Elsewhere, the euro has broadly been unfazed by mixed tier 2 Eurozone data; Germany saw the release of stronger than expected trade numbers for December. The country’s trade surplus was a little larger than expected at EUR 16.1B, driven by a surprise expansion in exports, which were underpinned by strong demand for German made goods from the US and China. Other sectors of the German economy almost certainly contracted in December amid the tightening of national lockdown restrictions to curb rising Covid-19 cases. Elsewhere, Italian Industrial Production for December was a little weaker than anticipated, with economic activity in the sector posting a surprise 0.2% MoM decline versus expectations for a 0.3% rise.

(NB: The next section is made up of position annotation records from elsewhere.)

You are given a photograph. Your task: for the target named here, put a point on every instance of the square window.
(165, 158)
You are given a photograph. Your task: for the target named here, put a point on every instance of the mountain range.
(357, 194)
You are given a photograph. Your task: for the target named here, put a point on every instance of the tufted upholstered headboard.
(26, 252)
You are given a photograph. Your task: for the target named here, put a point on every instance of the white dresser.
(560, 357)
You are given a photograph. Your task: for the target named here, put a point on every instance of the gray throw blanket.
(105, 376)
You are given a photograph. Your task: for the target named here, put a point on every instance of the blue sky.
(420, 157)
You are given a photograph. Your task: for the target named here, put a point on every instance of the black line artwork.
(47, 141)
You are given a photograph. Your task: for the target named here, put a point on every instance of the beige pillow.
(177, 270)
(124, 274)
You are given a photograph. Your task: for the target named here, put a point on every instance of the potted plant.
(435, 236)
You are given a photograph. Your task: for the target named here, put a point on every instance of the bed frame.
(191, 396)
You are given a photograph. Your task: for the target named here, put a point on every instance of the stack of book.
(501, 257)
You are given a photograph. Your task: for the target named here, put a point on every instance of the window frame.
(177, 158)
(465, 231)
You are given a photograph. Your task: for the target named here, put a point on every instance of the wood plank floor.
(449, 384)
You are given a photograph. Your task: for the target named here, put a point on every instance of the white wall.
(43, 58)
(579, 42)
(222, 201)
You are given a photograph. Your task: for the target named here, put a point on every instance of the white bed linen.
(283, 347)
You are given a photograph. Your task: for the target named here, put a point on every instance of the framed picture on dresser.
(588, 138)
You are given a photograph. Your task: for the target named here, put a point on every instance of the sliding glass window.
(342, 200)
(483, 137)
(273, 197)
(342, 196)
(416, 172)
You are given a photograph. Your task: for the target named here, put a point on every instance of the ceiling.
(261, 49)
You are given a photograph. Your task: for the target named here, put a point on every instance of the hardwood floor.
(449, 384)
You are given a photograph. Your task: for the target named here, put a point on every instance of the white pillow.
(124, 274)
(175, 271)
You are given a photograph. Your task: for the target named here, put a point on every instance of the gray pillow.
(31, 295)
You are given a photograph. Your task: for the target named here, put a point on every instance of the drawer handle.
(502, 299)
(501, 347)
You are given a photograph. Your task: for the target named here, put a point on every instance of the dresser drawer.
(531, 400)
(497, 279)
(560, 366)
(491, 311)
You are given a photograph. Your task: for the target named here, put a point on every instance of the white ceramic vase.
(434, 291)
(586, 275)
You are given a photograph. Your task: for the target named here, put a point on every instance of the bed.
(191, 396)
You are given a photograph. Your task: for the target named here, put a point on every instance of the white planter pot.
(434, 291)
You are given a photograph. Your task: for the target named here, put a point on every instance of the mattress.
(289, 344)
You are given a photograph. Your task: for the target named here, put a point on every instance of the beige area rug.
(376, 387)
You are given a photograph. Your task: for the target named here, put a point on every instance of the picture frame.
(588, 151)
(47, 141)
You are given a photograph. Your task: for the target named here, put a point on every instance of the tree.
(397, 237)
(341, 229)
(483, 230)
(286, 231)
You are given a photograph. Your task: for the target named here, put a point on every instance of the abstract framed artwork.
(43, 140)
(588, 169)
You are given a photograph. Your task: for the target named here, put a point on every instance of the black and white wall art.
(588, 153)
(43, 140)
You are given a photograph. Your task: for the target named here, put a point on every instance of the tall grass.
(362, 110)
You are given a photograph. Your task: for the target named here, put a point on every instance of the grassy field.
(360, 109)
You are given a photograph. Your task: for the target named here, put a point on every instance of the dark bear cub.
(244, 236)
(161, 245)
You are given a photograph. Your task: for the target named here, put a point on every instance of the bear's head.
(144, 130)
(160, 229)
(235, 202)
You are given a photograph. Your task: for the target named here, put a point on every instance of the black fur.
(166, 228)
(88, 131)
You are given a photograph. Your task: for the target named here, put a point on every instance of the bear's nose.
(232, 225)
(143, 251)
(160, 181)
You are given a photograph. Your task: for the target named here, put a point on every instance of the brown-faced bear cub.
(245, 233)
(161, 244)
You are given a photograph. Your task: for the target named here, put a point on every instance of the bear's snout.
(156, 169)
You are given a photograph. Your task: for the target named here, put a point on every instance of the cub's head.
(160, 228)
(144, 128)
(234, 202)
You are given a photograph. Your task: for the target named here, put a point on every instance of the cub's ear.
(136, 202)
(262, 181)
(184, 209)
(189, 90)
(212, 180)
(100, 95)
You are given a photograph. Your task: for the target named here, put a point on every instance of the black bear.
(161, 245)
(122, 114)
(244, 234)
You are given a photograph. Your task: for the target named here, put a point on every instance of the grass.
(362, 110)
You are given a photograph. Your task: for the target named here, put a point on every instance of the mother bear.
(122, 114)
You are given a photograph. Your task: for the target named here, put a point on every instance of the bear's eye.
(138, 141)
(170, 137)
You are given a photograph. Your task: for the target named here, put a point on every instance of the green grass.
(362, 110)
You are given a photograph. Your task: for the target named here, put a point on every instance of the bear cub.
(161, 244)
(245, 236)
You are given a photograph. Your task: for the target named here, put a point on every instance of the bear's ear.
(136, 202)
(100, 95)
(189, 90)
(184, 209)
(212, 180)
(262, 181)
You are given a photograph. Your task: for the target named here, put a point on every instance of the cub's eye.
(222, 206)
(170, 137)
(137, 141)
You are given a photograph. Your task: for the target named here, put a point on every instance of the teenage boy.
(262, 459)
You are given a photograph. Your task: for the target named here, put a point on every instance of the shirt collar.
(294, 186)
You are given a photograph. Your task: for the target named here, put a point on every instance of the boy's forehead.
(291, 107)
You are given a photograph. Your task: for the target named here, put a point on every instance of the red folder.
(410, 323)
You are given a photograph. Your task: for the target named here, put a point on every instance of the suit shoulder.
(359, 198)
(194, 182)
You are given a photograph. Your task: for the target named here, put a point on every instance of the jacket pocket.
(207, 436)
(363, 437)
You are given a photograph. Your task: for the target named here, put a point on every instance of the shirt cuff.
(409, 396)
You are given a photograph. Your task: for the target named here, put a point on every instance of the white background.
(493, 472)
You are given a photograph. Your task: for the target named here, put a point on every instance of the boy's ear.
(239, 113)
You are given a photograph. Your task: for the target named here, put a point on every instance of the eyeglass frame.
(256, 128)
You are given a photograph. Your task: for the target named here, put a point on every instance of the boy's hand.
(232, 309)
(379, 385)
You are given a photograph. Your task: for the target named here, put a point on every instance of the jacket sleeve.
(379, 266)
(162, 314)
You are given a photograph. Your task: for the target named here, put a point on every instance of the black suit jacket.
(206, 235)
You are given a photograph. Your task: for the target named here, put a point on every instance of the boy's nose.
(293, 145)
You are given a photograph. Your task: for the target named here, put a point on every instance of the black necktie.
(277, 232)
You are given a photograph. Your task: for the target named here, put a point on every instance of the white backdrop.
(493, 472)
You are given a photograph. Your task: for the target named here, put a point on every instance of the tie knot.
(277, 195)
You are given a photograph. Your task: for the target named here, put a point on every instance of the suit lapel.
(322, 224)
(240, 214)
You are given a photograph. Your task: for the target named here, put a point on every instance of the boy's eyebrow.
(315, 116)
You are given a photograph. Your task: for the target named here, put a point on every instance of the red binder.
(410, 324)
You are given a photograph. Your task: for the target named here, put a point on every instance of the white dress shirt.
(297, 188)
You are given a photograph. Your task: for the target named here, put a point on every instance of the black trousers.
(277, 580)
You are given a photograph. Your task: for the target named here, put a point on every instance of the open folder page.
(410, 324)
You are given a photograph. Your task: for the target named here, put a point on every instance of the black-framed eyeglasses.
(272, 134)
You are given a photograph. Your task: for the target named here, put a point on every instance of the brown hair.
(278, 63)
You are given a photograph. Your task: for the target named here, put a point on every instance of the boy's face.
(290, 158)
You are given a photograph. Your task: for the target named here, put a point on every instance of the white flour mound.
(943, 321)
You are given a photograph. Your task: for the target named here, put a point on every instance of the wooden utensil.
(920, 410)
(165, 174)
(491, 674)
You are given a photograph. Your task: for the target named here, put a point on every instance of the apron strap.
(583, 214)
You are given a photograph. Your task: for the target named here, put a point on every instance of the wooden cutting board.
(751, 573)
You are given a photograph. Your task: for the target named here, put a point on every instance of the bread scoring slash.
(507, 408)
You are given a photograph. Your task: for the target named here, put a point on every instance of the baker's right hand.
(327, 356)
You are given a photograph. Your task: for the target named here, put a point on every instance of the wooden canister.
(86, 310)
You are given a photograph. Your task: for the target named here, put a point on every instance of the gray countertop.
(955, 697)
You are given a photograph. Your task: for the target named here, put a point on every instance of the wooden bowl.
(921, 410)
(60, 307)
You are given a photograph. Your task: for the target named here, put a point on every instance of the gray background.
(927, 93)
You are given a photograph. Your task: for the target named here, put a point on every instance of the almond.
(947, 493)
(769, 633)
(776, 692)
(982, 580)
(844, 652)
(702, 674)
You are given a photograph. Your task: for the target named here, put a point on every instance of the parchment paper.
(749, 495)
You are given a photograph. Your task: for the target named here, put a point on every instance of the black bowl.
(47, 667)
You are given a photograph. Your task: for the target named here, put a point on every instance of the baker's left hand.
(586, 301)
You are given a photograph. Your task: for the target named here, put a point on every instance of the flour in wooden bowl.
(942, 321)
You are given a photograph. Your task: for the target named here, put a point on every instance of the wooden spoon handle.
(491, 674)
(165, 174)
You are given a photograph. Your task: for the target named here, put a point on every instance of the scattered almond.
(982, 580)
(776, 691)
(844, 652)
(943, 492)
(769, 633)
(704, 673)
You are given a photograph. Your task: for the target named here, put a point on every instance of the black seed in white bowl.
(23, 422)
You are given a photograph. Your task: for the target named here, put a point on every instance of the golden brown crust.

Turning to UK fundamentals; a few eye-catching alternative measures of UK retail spending have been released. BRC Retail Sales were down 1.3% YoY in January, following December’s 1.8% increase. BRC chief executive Helen Dickinson said that “the current lockdown has hit non-essential retailers harder than in November, with the new variant hampering consumer confidence and leading customers to hold back on spending – especially on clothing and footwear”. Meanwhile, Barclaycard said that UK consumer spending had fallen 16.3% YoY in January, its largest drop since May. These soft retail sales numbers appear not to have impacted GBP much, with traders likely opting to wait for the release of official numbers for January later in the month.

Looking ahead, ahead of ECB President Christine Lagarde and Bank of England Governor Andrew Bailey will both be speaking on Wednesday and the divergence in the two central bank’s respective policy stance is likely to be on show, something which could weigh on EUR/GBP.